Now that you have the specific pattern, you should be able to shrink it?

rampitec updated this revision to Diff 177281.Dec 7 2018, 12:33 PM
rampitec marked 2 inline comments as done.

Reduced test.

rampitec updated this revision to Diff 177294.Dec 7 2018, 1:28 PM
rampitec marked 2 inline comments as done.

Switched to MDT use.
Added tests with cross block defines.

lib/Target/AMDGPU/SIOptimizeExecMaskingPreRA.cpp
140

OK, I have switched to MDT use.

arsenm added inline comments.Dec 11 2018, 1:10 PM
lib/Target/AMDGPU/SIRegisterInfo.cpp
1616

Isn’t there a get cached interval or is that only for regunits?

1640

Do you actually need the dominate check? Don’t you implicitly do that when comparing the value numbers?

rampitec marked 2 inline comments as done.Dec 11 2018, 1:19 PM
rampitec added inline comments.
lib/Target/AMDGPU/SIRegisterInfo.cpp
1616

Right, there is getCachedRegUnit(), but not getCachedLiventerval().

1640

This is physreg. I need to find a last def. Unfortunately individual reg units get individual LiveRanges, unlike virtual registers. So if I query a def of VCC I am getting two individual VNI for VCC_LO and VCC_HI and need to compare to find a last one. This is checked by negated_cond_vop2_redef_vcc2 test, which miscompiles w/o this check.

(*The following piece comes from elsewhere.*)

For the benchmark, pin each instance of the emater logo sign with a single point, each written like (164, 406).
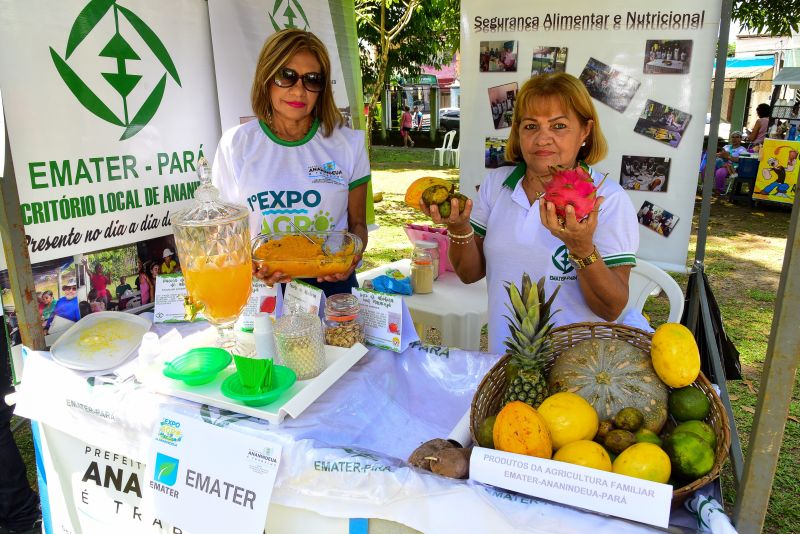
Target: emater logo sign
(122, 81)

arsenm accepted this revision.Dec 12 2018, 6:36 PM

LGTM. I think this is OK, but I think there still might be a more proper way to use the live intervals

This revision is now accepted and ready to land.Dec 12 2018, 6:36 PM
This revision was automatically updated to reflect the committed changes.